New Zealand will ban foreign donations to politicians and tighten disclosure rules for political advertising, the government said on Tuesday, as concerns over foreign interference intensify ahead of an election next year.
The move follows warnings, including from the country’s intelligence agency, of the risk of foreign meddling in New Zealand politics.
The Guardian says that the government said it would introduce legislation on Tuesday banning donations over NZ$50 ($32) to political parties and candidates by foreigners.
“The risk of foreign interference in elections is a growing international phenomenon and can take many forms, including donations. New Zealand is not immune from this risk,” justice minister Andrew Little said in an emailed statement.
The new laws also would require the names and addresses of those funding election advertisements in all mediums to be published to reduce the “avalanche of fake news social media ads” that had marred elections overseas, Little said.

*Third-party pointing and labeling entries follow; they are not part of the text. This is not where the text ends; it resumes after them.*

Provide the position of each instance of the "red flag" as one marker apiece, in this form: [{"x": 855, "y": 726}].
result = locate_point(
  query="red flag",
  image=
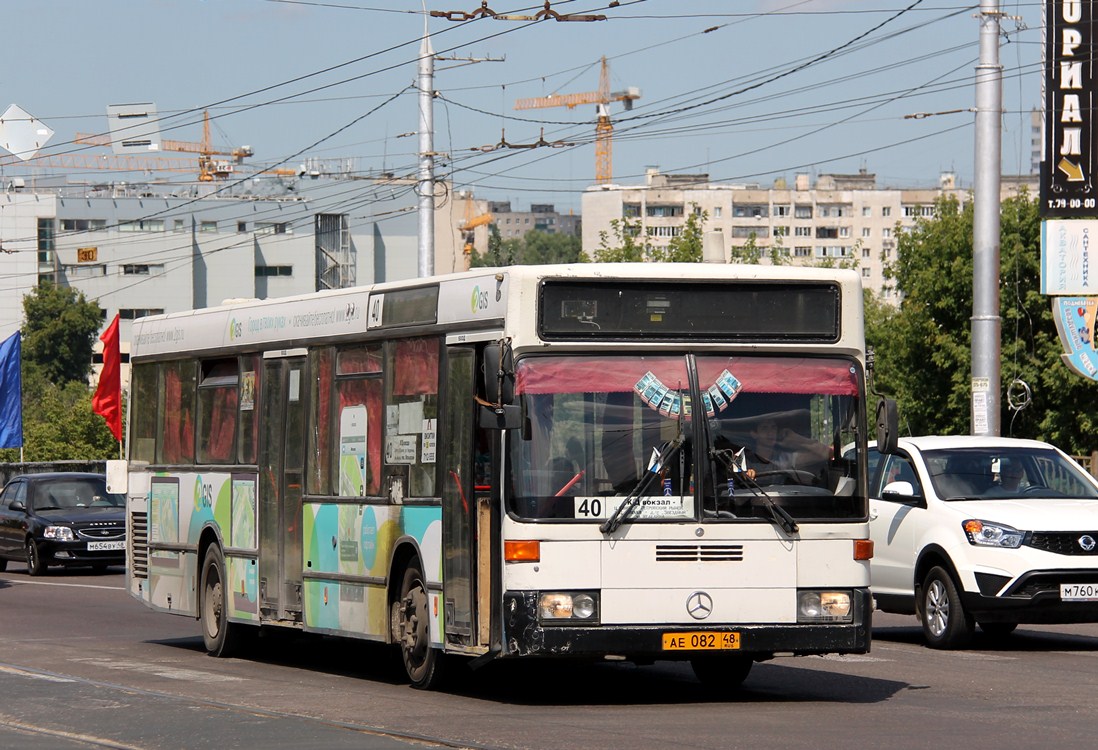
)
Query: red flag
[{"x": 108, "y": 399}]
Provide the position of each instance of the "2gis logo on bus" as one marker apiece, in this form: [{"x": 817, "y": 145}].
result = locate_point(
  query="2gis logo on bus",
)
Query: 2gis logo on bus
[{"x": 480, "y": 300}]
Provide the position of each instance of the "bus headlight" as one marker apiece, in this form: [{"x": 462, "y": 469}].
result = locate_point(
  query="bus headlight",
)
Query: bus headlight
[
  {"x": 824, "y": 606},
  {"x": 559, "y": 606}
]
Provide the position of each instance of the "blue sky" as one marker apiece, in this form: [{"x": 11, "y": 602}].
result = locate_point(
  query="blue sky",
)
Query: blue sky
[{"x": 746, "y": 90}]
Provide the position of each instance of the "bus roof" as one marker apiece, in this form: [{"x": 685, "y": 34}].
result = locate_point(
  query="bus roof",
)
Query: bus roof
[{"x": 475, "y": 298}]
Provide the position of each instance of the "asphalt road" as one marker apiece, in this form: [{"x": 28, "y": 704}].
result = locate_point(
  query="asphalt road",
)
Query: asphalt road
[{"x": 85, "y": 665}]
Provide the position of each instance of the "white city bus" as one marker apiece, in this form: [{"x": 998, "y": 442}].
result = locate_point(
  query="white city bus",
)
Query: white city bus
[{"x": 555, "y": 461}]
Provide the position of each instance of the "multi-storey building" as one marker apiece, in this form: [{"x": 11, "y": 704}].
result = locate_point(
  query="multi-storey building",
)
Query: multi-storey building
[
  {"x": 136, "y": 249},
  {"x": 841, "y": 216},
  {"x": 541, "y": 216}
]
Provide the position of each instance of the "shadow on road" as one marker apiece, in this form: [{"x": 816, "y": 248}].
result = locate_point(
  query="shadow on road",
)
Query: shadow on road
[
  {"x": 563, "y": 683},
  {"x": 1030, "y": 638}
]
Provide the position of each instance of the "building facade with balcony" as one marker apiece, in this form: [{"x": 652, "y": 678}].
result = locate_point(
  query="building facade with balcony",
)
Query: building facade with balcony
[{"x": 839, "y": 216}]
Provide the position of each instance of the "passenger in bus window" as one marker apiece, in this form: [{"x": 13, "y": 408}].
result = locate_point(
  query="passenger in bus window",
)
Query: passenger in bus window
[{"x": 779, "y": 449}]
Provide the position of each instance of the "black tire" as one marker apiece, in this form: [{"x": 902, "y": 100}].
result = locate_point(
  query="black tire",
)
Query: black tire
[
  {"x": 423, "y": 664},
  {"x": 221, "y": 637},
  {"x": 721, "y": 672},
  {"x": 945, "y": 625},
  {"x": 998, "y": 629},
  {"x": 34, "y": 563}
]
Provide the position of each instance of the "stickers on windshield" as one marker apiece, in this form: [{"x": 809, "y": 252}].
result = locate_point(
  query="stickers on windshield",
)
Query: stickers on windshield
[
  {"x": 729, "y": 385},
  {"x": 654, "y": 506},
  {"x": 673, "y": 403}
]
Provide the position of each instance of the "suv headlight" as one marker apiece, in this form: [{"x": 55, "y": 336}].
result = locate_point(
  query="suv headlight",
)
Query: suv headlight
[
  {"x": 58, "y": 533},
  {"x": 985, "y": 534}
]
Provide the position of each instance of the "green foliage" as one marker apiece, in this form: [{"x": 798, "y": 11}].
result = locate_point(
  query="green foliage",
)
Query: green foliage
[
  {"x": 58, "y": 332},
  {"x": 58, "y": 423},
  {"x": 537, "y": 247},
  {"x": 625, "y": 243},
  {"x": 925, "y": 347}
]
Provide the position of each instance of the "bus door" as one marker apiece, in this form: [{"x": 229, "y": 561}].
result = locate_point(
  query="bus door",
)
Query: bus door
[
  {"x": 459, "y": 499},
  {"x": 281, "y": 470}
]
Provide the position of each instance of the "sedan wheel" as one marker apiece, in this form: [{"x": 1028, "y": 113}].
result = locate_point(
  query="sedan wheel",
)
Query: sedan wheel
[
  {"x": 34, "y": 563},
  {"x": 945, "y": 624}
]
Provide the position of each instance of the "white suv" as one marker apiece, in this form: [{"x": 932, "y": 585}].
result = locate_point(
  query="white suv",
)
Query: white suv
[{"x": 983, "y": 530}]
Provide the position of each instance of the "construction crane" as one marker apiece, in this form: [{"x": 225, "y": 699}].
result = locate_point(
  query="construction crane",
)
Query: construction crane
[
  {"x": 469, "y": 224},
  {"x": 604, "y": 131},
  {"x": 209, "y": 168}
]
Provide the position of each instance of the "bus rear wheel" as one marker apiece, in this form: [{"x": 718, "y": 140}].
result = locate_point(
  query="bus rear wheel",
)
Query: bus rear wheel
[
  {"x": 221, "y": 637},
  {"x": 412, "y": 629}
]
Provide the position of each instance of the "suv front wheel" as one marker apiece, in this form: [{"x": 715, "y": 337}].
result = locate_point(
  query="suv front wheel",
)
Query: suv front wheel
[{"x": 945, "y": 625}]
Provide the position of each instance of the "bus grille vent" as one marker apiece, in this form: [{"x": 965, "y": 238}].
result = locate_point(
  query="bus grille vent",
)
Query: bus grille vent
[
  {"x": 698, "y": 552},
  {"x": 138, "y": 544}
]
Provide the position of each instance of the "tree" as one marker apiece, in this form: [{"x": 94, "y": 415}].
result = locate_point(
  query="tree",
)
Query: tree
[
  {"x": 536, "y": 247},
  {"x": 59, "y": 332},
  {"x": 925, "y": 349},
  {"x": 626, "y": 245}
]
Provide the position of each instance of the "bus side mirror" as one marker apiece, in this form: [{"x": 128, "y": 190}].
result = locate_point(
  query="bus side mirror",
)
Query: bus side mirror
[
  {"x": 500, "y": 372},
  {"x": 887, "y": 426}
]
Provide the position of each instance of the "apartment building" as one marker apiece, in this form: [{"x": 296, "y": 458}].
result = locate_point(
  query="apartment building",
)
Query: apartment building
[{"x": 839, "y": 216}]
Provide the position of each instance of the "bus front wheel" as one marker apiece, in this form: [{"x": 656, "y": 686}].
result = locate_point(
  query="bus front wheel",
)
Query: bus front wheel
[
  {"x": 411, "y": 626},
  {"x": 221, "y": 637}
]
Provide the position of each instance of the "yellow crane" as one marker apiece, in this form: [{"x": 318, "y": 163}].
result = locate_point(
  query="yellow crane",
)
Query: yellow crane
[
  {"x": 209, "y": 168},
  {"x": 604, "y": 130},
  {"x": 469, "y": 224}
]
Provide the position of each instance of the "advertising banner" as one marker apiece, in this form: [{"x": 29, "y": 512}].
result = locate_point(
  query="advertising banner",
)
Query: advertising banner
[{"x": 1067, "y": 168}]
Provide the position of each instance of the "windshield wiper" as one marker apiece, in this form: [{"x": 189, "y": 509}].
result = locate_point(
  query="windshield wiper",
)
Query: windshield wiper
[
  {"x": 777, "y": 514},
  {"x": 660, "y": 459}
]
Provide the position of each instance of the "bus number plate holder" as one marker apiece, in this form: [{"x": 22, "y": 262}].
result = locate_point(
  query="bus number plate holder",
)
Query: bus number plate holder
[{"x": 702, "y": 641}]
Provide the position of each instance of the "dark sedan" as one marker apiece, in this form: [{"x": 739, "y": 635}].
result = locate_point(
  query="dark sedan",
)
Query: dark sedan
[{"x": 62, "y": 518}]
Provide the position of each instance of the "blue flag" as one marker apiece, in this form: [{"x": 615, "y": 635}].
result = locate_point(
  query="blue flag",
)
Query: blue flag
[{"x": 11, "y": 393}]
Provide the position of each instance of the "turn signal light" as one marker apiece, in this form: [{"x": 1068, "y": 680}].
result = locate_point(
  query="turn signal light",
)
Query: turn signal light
[
  {"x": 522, "y": 551},
  {"x": 863, "y": 549}
]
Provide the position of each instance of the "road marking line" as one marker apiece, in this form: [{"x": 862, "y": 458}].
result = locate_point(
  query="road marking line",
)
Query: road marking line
[
  {"x": 34, "y": 675},
  {"x": 74, "y": 585},
  {"x": 160, "y": 671},
  {"x": 852, "y": 658}
]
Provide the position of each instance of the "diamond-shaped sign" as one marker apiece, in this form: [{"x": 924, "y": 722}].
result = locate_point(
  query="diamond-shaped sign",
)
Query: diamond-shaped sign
[{"x": 22, "y": 134}]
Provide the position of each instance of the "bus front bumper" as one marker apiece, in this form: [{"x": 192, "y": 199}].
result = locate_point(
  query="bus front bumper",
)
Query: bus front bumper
[{"x": 527, "y": 637}]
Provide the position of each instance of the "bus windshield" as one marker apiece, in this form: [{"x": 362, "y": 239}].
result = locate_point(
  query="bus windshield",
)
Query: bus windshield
[{"x": 708, "y": 437}]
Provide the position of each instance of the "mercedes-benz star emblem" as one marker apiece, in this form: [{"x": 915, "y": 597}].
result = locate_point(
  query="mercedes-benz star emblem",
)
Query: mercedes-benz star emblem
[{"x": 699, "y": 605}]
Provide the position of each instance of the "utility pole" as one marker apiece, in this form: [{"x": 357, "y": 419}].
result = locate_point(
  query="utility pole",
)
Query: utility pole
[
  {"x": 986, "y": 324},
  {"x": 426, "y": 183}
]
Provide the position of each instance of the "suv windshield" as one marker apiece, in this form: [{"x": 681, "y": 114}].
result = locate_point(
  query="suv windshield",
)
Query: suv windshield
[
  {"x": 967, "y": 473},
  {"x": 748, "y": 433}
]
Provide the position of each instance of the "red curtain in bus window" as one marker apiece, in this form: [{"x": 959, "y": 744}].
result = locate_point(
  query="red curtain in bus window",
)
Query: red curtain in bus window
[
  {"x": 178, "y": 421},
  {"x": 320, "y": 477},
  {"x": 415, "y": 367},
  {"x": 611, "y": 375},
  {"x": 222, "y": 428},
  {"x": 367, "y": 393}
]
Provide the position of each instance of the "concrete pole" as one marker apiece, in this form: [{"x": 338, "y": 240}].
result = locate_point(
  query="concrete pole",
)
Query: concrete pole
[
  {"x": 426, "y": 183},
  {"x": 986, "y": 324}
]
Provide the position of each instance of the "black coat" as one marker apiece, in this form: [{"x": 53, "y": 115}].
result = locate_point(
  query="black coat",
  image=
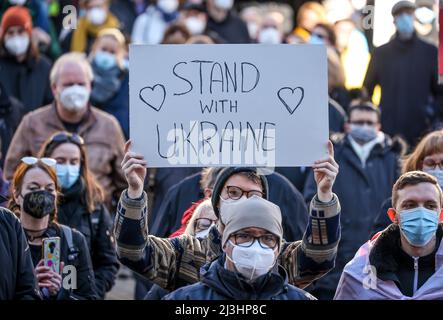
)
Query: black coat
[
  {"x": 27, "y": 81},
  {"x": 407, "y": 72},
  {"x": 11, "y": 113},
  {"x": 181, "y": 196},
  {"x": 218, "y": 283},
  {"x": 17, "y": 280},
  {"x": 96, "y": 227},
  {"x": 231, "y": 30},
  {"x": 361, "y": 192},
  {"x": 78, "y": 257}
]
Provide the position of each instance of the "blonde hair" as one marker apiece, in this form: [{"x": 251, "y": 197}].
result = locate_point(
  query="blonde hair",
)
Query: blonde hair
[
  {"x": 205, "y": 206},
  {"x": 311, "y": 6},
  {"x": 72, "y": 57}
]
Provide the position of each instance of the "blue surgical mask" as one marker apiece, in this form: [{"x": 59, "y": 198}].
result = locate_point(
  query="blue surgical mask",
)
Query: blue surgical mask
[
  {"x": 315, "y": 39},
  {"x": 405, "y": 25},
  {"x": 418, "y": 225},
  {"x": 105, "y": 60},
  {"x": 363, "y": 133},
  {"x": 67, "y": 174}
]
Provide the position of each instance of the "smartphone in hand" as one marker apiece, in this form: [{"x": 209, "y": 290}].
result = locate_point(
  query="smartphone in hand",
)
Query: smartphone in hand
[{"x": 51, "y": 253}]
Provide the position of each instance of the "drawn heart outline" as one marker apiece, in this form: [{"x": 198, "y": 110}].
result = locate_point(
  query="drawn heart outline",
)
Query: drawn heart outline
[
  {"x": 287, "y": 106},
  {"x": 153, "y": 88}
]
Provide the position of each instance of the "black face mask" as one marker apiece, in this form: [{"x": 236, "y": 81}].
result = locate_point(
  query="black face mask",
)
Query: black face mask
[{"x": 39, "y": 204}]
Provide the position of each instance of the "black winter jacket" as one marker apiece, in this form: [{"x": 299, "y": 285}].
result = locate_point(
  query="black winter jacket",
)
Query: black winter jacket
[
  {"x": 219, "y": 283},
  {"x": 96, "y": 227},
  {"x": 17, "y": 280},
  {"x": 407, "y": 72},
  {"x": 27, "y": 81},
  {"x": 76, "y": 256}
]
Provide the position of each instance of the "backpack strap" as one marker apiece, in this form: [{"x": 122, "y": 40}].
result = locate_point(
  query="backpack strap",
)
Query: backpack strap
[{"x": 73, "y": 252}]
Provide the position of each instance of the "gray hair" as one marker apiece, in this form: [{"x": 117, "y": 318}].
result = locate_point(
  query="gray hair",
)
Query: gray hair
[{"x": 72, "y": 57}]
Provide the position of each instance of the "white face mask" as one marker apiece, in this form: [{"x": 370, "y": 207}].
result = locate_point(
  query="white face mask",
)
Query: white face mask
[
  {"x": 269, "y": 36},
  {"x": 224, "y": 4},
  {"x": 195, "y": 25},
  {"x": 17, "y": 45},
  {"x": 168, "y": 6},
  {"x": 252, "y": 262},
  {"x": 203, "y": 234},
  {"x": 17, "y": 2},
  {"x": 97, "y": 16},
  {"x": 74, "y": 98}
]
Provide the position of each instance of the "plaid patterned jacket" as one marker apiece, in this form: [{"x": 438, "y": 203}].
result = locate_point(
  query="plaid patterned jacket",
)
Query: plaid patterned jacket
[{"x": 175, "y": 262}]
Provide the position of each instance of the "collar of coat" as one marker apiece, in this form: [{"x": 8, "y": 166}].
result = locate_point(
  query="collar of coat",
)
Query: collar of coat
[
  {"x": 234, "y": 286},
  {"x": 386, "y": 245},
  {"x": 53, "y": 119}
]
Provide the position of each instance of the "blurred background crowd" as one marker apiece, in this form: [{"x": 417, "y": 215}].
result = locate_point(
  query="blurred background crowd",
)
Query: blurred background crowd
[{"x": 64, "y": 67}]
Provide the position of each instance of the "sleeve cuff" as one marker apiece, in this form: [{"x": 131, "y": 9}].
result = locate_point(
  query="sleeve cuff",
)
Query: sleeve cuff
[
  {"x": 133, "y": 208},
  {"x": 325, "y": 210}
]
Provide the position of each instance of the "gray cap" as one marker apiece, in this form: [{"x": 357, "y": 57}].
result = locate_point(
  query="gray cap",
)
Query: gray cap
[
  {"x": 402, "y": 5},
  {"x": 254, "y": 212}
]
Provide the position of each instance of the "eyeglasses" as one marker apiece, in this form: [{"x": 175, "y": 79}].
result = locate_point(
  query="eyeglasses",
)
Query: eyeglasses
[
  {"x": 267, "y": 241},
  {"x": 203, "y": 224},
  {"x": 362, "y": 122},
  {"x": 236, "y": 193},
  {"x": 33, "y": 160},
  {"x": 67, "y": 137},
  {"x": 431, "y": 164}
]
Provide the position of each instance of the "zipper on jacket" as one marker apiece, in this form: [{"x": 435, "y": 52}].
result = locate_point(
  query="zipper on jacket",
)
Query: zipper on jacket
[{"x": 415, "y": 285}]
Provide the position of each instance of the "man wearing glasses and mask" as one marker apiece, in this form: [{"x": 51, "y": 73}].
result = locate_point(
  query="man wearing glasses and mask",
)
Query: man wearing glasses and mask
[
  {"x": 248, "y": 268},
  {"x": 175, "y": 262}
]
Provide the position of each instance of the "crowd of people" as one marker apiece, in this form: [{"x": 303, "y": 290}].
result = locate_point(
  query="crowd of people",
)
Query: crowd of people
[{"x": 364, "y": 223}]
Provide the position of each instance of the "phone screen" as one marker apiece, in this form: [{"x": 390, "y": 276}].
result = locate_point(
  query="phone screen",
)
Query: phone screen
[{"x": 51, "y": 253}]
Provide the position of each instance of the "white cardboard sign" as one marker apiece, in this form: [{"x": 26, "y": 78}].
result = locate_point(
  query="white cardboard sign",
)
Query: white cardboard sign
[{"x": 229, "y": 105}]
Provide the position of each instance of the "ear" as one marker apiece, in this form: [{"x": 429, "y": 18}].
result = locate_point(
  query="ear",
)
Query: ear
[
  {"x": 54, "y": 89},
  {"x": 392, "y": 215}
]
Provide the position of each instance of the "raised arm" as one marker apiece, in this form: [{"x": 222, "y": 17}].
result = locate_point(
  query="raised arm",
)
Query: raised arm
[{"x": 314, "y": 256}]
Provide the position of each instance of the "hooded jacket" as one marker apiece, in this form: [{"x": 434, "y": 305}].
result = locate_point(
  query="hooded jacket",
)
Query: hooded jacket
[
  {"x": 218, "y": 283},
  {"x": 373, "y": 273},
  {"x": 361, "y": 190}
]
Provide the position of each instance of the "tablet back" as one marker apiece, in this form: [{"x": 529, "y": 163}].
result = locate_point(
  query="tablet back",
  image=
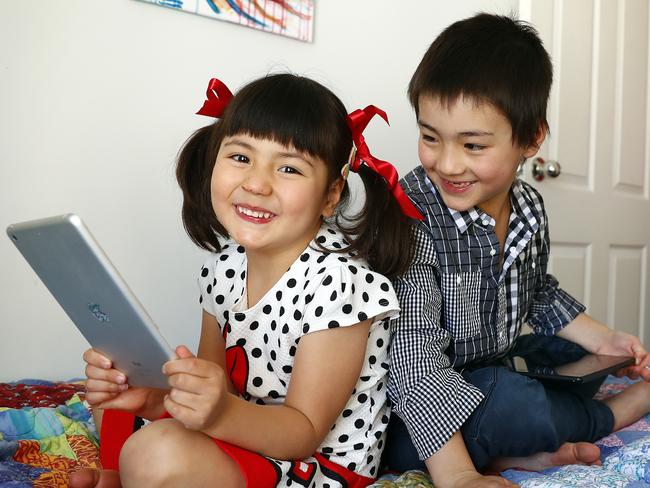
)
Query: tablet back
[{"x": 72, "y": 265}]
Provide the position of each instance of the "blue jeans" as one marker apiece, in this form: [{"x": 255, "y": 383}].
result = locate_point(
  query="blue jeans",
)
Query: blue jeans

Financial Times reports that concern about meddling in elections has skyrocketed since US intelligence agencies concluded Russia interfered in the 2016 US presidential election that saw Donald Trump confound the polls to beat Hillary Clinton, the former secretary of state. Russia denied the allegations. Security services in New Zealand and Australia — both members of the Five Eyes intelligence-sharing network, which also includes the US, UK and Canada — are most concerned about alleged attempts by Beijing to influence politics, interfere with diaspora communities and computer networks. Last year, New Zealand was engulfed in controversy over donations made by Zhang Yikun, a Chinese businessman with links to the Communist party, to the opposition National party. Simon Bridges, the party’s leader, denied allegations he had attempted to conceal a NZ$100,000 ($66,000) donation from Mr Zhang when a secretly recorded telephone conversation about the gift and the possibility of recruiting more ethnically Chinese election candidates was leaked to the media.